2. Confirm ground conditions
Improper installation of a crane is one of the leading causes of catastrophic construction accidents. Unexpectedly soft, marshy or unlevel ground conditions not identified during initial onsite visits can hinder proper blocking and stabilization of any sized crane.
Through aerial view maps captured at different times throughout the year, heavy lift engineers are able to thoroughly survey and assess ground conditions surrounding a worksite, observe possible flooding patterns and areas that tend to puddle heavily after rainstorms and identify any potential trees or shrubbery that might complicate crane sites.
Obviously, a heavy crane set on a marsh is going to sink, but if those ground conditions are identified in high resolution maps of the worksite, engineers will be able to reinforce the ground by deploying engineered crane pads and mats and additional stabilizers to shore up the equipment. They may even decide to adjust the size or type of crane they use. Ultimately, the added advantage of those seasonally captured aerial images leads to a safer work environment.
3. Keep on truckin’
Placement and erection of a crane often means deploying a convoy of trucks, each carrying vital components that will be assembled once onsite. With as many as 40 truckloads traveling highways and surface streets to the destination, a concerted effort is put into the navigation logistics.

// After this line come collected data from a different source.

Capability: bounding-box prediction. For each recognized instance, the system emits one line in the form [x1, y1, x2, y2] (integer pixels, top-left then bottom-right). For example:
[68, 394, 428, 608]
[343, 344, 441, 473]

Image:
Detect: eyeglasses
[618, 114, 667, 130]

With many of those trucks being classified as oversized loads, heavy lift engineers must map out each mile of roadway that the convoy will traverse, considering bridge height and weight restrictions, culverts, power lines on surface streets, overhanging tree branches and other obstacles once on the worksite.
While the most recent satellite images may be years out of date and pixelated, engineers can now survey the entire pathway before the trucks hit the road. The height of every bridge along the highway can easily and accurately be measured. Low power lines and tree branches can all be identified and circumvented, ensuring there are no unexpected surprises along the journey.
On approaching the staging yard, with the help of aerial maps, the project foreman can then effectively direct the order each truck should arrive for easiest buildup of the crane. With 40 truckloads for example, truck 8, 9 and 10 can safely arrive in the yard first and have their pieces of the crane puzzle unloaded, while the other trucks wait outside the often tight spaces in the yard. This logistical plan alleviates any safety hazards often caused by a large number of moving parts.
By using high-resolution aerial imagery, heavy lift engineers can now more effectively and efficiently identify worksite hazards and obstacles, assess ground stability and map out convoy and installation logistics.